The six elegant Greek columns standing in front of the GPO bear witness to the battle fought on this very spot ninety three years ago. Photographs taken immediately after the rising depict a visitation of the mighty British Empire's wrath. The rubble and destruction of O'Connel street were more like the aftermath of an attack on an enemy country's garrison not that of a loyal city within the United Kingdom of Great Britain and Ireland.
The restored facade of the GPO is gracious once more, the first time I saw it I couldn't be quite sure that a building so unassuming held the mark of so much Irish history. The relaxed smiles of the two armed Gardai standing outside confirmed it, they were watching me look the place over, we talked briefly as they pointed to the gouges of bullet holes from 1916 then they seemed to understand my silence as I stared into the past, judging the direction of the bullets flight and the potential nature and location of its target. This was a place of national importance.
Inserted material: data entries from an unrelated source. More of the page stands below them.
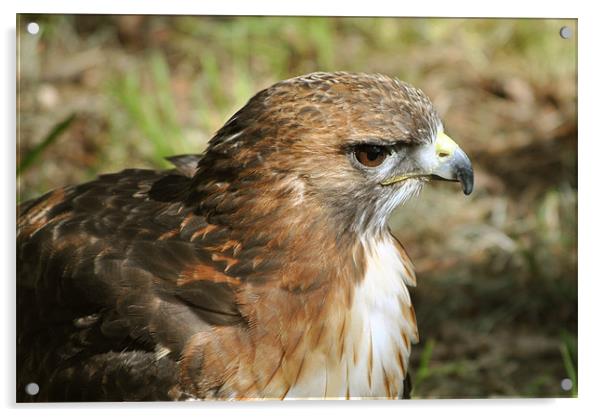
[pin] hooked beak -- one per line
(449, 163)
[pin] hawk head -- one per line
(353, 146)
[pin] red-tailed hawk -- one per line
(263, 268)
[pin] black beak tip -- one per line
(466, 178)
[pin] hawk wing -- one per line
(112, 284)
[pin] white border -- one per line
(590, 71)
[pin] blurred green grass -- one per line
(497, 293)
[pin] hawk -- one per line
(262, 269)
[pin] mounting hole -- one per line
(566, 384)
(32, 388)
(566, 32)
(33, 28)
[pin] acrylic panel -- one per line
(273, 207)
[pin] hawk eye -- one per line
(370, 155)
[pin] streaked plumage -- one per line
(263, 268)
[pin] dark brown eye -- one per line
(370, 155)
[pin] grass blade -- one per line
(37, 150)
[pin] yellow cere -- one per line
(444, 145)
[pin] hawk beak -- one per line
(452, 163)
(449, 163)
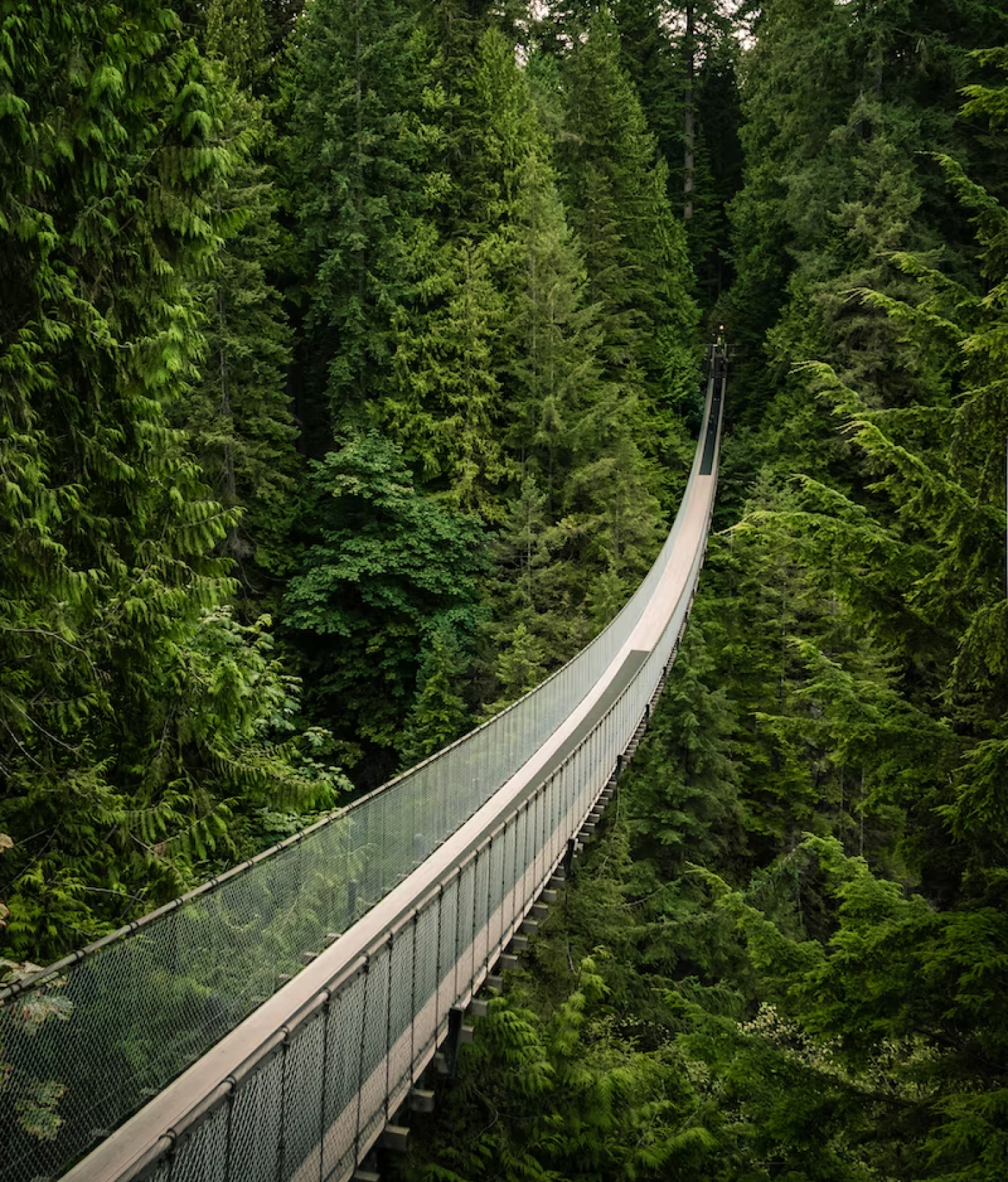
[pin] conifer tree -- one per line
(382, 570)
(356, 176)
(136, 714)
(634, 246)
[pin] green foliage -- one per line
(139, 718)
(382, 572)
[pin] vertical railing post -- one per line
(390, 954)
(367, 972)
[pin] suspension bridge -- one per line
(272, 1025)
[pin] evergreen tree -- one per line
(356, 175)
(128, 749)
(634, 246)
(382, 571)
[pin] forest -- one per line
(350, 369)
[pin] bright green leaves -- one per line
(144, 726)
(384, 571)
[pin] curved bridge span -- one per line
(303, 994)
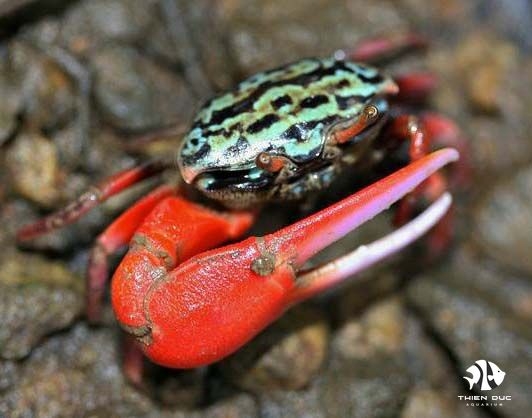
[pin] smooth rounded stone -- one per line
(486, 67)
(239, 406)
(203, 41)
(135, 94)
(89, 23)
(303, 28)
(472, 327)
(37, 297)
(381, 364)
(484, 84)
(503, 221)
(75, 374)
(286, 355)
(367, 375)
(12, 99)
(48, 92)
(34, 170)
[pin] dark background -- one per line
(82, 81)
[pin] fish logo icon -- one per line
(485, 373)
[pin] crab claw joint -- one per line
(214, 303)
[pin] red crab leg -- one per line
(215, 302)
(117, 235)
(91, 198)
(379, 48)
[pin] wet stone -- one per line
(133, 93)
(286, 355)
(33, 166)
(48, 92)
(89, 24)
(11, 103)
(381, 364)
(37, 297)
(504, 218)
(303, 28)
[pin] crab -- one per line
(187, 297)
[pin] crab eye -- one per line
(268, 162)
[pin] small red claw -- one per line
(214, 303)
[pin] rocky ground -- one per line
(82, 81)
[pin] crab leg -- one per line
(324, 277)
(91, 198)
(215, 302)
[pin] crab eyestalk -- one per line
(214, 303)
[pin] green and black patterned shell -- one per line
(285, 111)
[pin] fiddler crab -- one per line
(279, 135)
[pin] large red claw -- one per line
(214, 303)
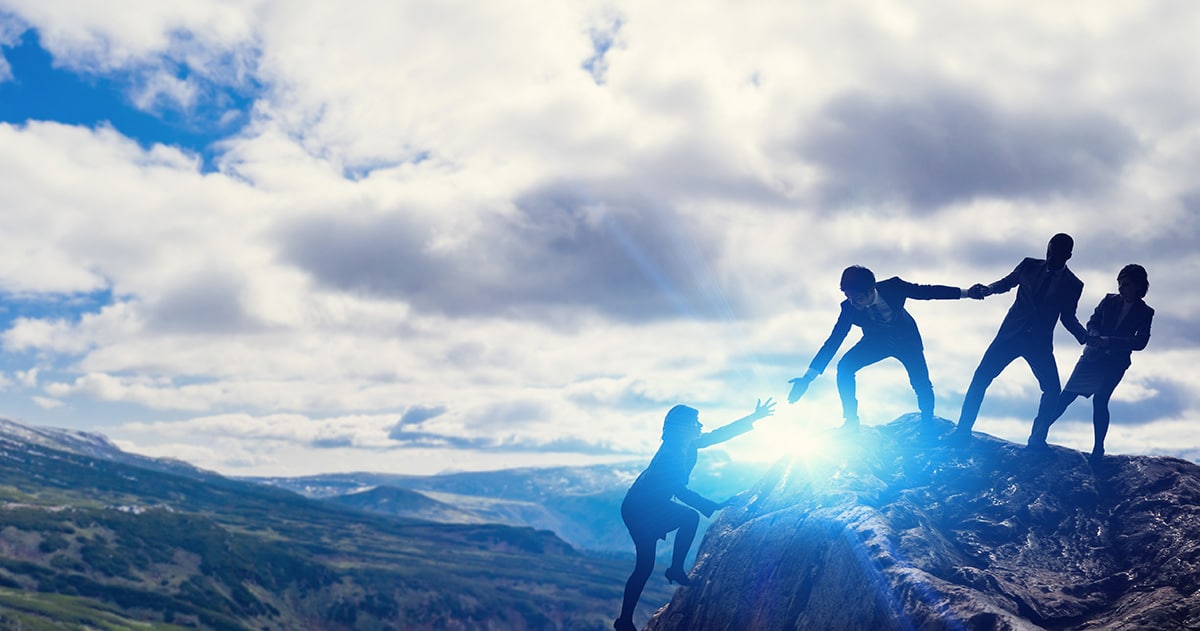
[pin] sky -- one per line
(279, 238)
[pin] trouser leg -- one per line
(858, 356)
(913, 361)
(1041, 361)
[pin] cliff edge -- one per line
(880, 530)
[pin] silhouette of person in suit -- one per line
(888, 331)
(649, 512)
(1119, 326)
(1047, 292)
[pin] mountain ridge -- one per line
(891, 533)
(85, 540)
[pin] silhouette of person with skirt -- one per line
(649, 511)
(1119, 326)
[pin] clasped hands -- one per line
(978, 292)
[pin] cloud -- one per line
(559, 247)
(945, 145)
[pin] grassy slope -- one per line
(227, 554)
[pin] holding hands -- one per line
(978, 292)
(763, 409)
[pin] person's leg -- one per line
(643, 566)
(859, 355)
(1101, 418)
(684, 535)
(1041, 360)
(999, 355)
(1041, 431)
(913, 361)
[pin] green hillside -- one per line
(96, 544)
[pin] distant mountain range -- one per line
(580, 504)
(94, 538)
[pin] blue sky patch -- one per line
(45, 91)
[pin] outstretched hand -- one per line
(799, 385)
(763, 408)
(978, 292)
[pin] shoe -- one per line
(927, 432)
(1037, 444)
(676, 575)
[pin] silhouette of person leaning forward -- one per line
(1047, 292)
(648, 509)
(888, 331)
(1119, 326)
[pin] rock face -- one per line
(885, 532)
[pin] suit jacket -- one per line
(900, 331)
(1131, 334)
(1033, 316)
(667, 474)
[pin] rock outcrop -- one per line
(885, 532)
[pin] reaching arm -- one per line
(840, 329)
(931, 292)
(738, 427)
(1068, 318)
(1007, 282)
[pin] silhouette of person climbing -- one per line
(1119, 326)
(1047, 292)
(888, 331)
(649, 512)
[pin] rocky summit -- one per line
(885, 530)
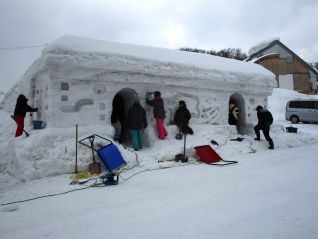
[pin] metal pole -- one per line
(76, 149)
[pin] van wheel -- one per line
(294, 119)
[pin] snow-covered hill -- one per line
(52, 151)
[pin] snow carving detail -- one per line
(77, 107)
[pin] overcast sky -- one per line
(205, 24)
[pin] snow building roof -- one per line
(261, 45)
(98, 57)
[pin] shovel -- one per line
(26, 133)
(94, 167)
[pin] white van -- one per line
(302, 111)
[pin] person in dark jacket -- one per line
(21, 108)
(137, 122)
(118, 118)
(265, 119)
(158, 112)
(182, 118)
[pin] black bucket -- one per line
(291, 130)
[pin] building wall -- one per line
(301, 77)
(284, 63)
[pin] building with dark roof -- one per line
(291, 71)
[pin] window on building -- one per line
(65, 86)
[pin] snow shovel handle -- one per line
(26, 133)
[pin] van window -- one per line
(302, 104)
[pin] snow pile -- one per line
(52, 151)
(260, 46)
(73, 45)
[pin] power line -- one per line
(21, 47)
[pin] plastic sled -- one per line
(107, 152)
(209, 156)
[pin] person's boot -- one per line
(271, 144)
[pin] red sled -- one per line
(209, 156)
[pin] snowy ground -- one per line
(268, 194)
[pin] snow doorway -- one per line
(237, 104)
(122, 101)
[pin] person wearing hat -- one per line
(158, 112)
(265, 119)
(137, 122)
(182, 118)
(21, 108)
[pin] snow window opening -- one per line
(64, 98)
(65, 86)
(102, 106)
(99, 89)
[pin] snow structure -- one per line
(75, 80)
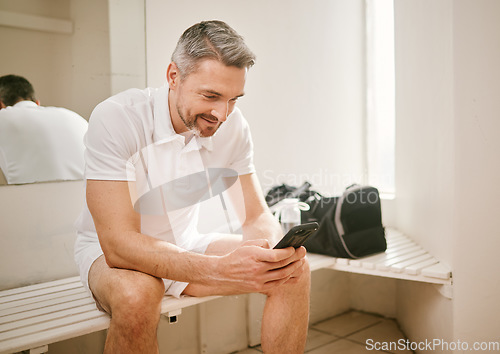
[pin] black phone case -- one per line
(297, 235)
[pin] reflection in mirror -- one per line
(76, 53)
(37, 143)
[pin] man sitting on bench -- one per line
(147, 155)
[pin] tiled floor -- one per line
(351, 333)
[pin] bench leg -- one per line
(39, 350)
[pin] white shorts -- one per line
(88, 249)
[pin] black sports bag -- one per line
(350, 226)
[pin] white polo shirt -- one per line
(131, 138)
(40, 144)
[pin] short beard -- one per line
(190, 125)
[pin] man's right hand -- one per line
(254, 267)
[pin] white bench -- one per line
(34, 316)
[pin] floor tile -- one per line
(250, 351)
(348, 323)
(386, 334)
(316, 339)
(343, 346)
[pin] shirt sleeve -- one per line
(111, 143)
(242, 161)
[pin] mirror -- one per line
(75, 53)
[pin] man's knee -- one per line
(139, 298)
(299, 284)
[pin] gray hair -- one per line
(211, 40)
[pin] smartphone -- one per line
(297, 235)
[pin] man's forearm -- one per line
(157, 257)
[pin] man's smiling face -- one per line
(203, 100)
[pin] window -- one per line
(380, 112)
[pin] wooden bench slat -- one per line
(438, 270)
(398, 267)
(70, 318)
(23, 302)
(401, 258)
(35, 293)
(33, 287)
(75, 327)
(45, 303)
(415, 269)
(46, 310)
(45, 319)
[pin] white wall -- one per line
(447, 77)
(304, 97)
(476, 241)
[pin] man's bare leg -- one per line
(286, 313)
(133, 299)
(286, 316)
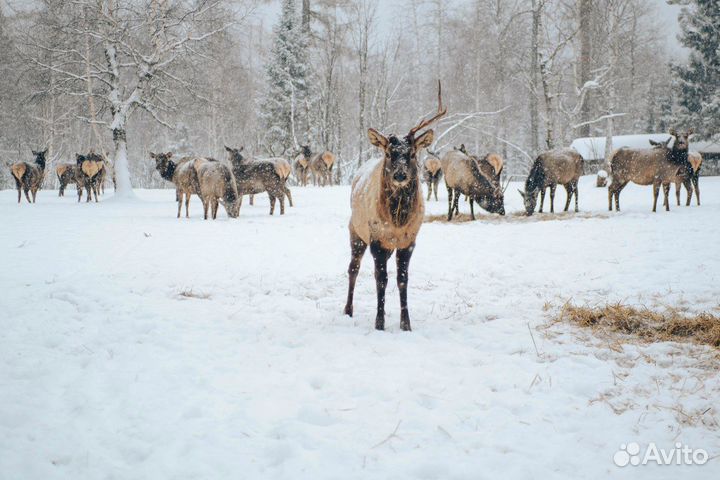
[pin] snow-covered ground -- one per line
(137, 346)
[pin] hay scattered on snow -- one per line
(669, 325)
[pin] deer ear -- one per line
(377, 138)
(424, 140)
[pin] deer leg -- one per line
(289, 195)
(569, 191)
(656, 191)
(403, 262)
(178, 197)
(575, 191)
(272, 203)
(456, 201)
(381, 256)
(357, 250)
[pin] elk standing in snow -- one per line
(564, 167)
(67, 173)
(432, 172)
(464, 176)
(259, 176)
(387, 212)
(655, 166)
(90, 173)
(690, 178)
(217, 185)
(29, 176)
(182, 174)
(321, 166)
(302, 165)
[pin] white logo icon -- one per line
(629, 454)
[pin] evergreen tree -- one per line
(284, 110)
(698, 82)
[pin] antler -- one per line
(441, 113)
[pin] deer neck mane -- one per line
(399, 203)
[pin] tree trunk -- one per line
(585, 61)
(122, 168)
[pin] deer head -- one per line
(400, 165)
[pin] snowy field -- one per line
(137, 346)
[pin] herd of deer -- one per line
(386, 196)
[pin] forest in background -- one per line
(518, 76)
Knowledge of the Irish rebellion came to me in dribs and drabs over the years, British TV news, political programs and newspapers catalogued the atrocities perpetrated by terrorists in Northern Ireland and later on in mainland Britain, they were the constant media backdrop to my teen years and youth. During that time the Republic of Ireland appeared to be an innocent haven of peace and it flew under my radar while the troubles were going on in the north. It seems ridiculous now but I hadn't consciously made the connection between what the Irish Nationalist Volunteers had fought for in the Dublin streets in 1916 and the wanton bloodshed of Northern Ireland which simmers to this very day.
In 1916 Britain was at war with Germany on the continent of Europe. Irishmen were fighting in the trenches of Belgium and France side by side with Brummies, Cockneys, Yorkshiremen, Welsh and Scotsmen against the Germans. Now they had chosen to fight the British on the streets of Dublin, it was insurrection, it was treason. It was also the bloody and bitter start of a military campaign that would see the emergence of an independent Irish Republic in 1937.
Mary Kenny as she was then, an Irish lass from the Wexford mountains just outside the village of Kiltealy, fought for Britain during the second world war. She had a British passport and was a British citizen. It was just after the declaration of War against Germany when she stepped ashore as a vivacious 22 year old in Liverpool in 1939. She described the thousands of Irishmen heading back the other way for the sanctuary of Ireland's neutrality, wishing to take no part. Yet she spoke of thousands of Irishmen and women coming with her to Britain's aid. It was a confusing and conflicted state of affairs but then Irish history always has been.
I was here to find out something of the why; and by the way, Mary Kenny was my mother.